As for the "General", he was equivalent in span of command to a Major in the US Army. Remember, Iraq, as do other Arab armed forces, grossly inflate ranks, and shrink the span of command. UNits that woudl typically be led by NCOs in the West are usually headed by Captains or Lieutenants in the Arab armies. Likewise their Colonels are not commander of much anything larger than a partial battalion in many cases, and their Generals seldom if ever command anything larger than a battalion combined arms team.
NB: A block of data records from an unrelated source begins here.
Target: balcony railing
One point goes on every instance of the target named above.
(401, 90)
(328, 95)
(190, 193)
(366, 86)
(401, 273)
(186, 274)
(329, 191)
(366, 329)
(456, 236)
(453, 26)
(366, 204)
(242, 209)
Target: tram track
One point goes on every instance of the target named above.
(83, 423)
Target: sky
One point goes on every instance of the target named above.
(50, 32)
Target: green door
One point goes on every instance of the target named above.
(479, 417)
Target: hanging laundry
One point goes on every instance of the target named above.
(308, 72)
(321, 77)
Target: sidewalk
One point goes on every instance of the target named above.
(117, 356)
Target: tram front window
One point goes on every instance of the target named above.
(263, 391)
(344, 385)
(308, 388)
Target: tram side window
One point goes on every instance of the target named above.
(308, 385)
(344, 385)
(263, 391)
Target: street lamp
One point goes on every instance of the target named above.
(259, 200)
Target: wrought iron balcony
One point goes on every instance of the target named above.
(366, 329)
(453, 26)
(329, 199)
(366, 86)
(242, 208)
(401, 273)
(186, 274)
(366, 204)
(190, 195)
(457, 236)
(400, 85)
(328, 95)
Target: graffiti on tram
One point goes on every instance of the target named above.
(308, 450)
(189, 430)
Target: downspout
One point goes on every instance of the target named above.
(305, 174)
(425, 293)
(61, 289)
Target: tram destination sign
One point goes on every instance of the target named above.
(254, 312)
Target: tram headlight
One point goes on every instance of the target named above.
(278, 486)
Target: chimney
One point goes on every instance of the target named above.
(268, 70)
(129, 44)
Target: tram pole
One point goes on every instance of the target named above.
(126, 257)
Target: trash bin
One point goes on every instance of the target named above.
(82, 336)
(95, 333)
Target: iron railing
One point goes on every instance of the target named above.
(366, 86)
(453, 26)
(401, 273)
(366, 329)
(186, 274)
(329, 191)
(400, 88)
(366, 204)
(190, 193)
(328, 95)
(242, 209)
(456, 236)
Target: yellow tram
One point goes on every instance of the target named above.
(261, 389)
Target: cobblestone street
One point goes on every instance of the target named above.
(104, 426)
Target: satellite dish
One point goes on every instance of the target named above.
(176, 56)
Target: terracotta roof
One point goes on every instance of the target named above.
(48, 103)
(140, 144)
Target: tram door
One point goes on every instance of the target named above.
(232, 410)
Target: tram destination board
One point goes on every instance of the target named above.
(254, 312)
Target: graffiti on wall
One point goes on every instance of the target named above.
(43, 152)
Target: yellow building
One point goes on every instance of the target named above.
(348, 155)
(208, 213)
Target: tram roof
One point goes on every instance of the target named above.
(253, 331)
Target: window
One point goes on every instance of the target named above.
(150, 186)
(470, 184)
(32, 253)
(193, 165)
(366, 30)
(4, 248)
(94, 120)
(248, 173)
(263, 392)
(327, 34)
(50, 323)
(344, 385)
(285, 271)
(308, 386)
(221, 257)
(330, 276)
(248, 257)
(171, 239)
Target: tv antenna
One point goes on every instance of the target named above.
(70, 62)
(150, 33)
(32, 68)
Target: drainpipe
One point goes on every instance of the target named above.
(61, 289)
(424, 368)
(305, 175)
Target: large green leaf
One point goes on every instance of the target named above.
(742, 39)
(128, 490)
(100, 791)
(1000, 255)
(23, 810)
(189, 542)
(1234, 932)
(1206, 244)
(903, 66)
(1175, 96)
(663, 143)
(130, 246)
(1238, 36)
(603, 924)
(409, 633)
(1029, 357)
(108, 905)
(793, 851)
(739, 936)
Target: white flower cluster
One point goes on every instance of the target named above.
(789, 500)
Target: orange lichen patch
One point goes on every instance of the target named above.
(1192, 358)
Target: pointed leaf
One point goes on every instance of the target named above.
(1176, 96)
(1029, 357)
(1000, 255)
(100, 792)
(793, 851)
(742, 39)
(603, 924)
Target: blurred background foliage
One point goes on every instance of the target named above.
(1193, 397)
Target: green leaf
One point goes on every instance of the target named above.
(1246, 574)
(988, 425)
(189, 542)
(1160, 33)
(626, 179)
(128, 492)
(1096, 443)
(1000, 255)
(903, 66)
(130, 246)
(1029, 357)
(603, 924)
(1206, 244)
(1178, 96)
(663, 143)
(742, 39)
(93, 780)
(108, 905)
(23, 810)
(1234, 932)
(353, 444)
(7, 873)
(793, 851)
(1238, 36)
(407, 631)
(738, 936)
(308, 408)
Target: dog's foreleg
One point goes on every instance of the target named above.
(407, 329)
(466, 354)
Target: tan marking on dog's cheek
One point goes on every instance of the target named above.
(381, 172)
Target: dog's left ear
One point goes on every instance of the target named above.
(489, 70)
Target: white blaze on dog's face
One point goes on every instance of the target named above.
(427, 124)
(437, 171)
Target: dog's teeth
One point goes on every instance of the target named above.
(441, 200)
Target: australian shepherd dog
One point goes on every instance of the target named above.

So, yes, Bremer screwed up, and no, you cannot brush off the utility of the 4 regular army divisions that were disbanded without any care to securing their weapons or men, instead of being sent to the Iranian and Syrian borders.
Posted by: OldSpook   2004-10-05 1:14:33 AM  

#3  OS: Bremer is a jackass - he screwed things up by disbanding the divisions the Iraqi Army was ready to turn over to US command - divisions that could have secured the borders and provided cadre to the new Iraqi Army after they had been properly vetted.

You mean like the units in Fallujah? And the general who was recently arrested for working with the insurgency? I think we need to break with cookie cutter prescriptions from WWII. The situation was completely different in so many ways, it's difficult to keep count.
Posted by: Zhang Fei   2004-10-05 12:58:11 AM  

#2  Old Spook, I am hardly a Bremer fan, but it looks to me like this news agency have mined a long address for the best anti-Bush nugget they could find. In the short term I agree that the Iraqi army would have been helpful, but in the long term I think the Iraqis are better with the guys they are getting who are being grown from personnel that are being battle-tested against the insurgency.
As for the "we needed more troops" crowd, there were no more troops. Can you imagine the death toll if we had dumped green draftees "in country" with all the kooks running about?
Posted by: Super Hose   2004-10-05 12:51:51 AM  

#1  Bremer is a jackass - he screwed things up by disbanding the divisions the Iraqi Army was ready to turn over to US command - divisions that could have secured the borders and provided cadre to the new Iraqi Army after they had been properly vetted. If nothing else they could have at least transferred their weapons and ammo to secured areas instead of leaving it out for anyone that wanted it.

Bremer screwed the pooch - and like a typical state dept weenie, he points the finger at the military.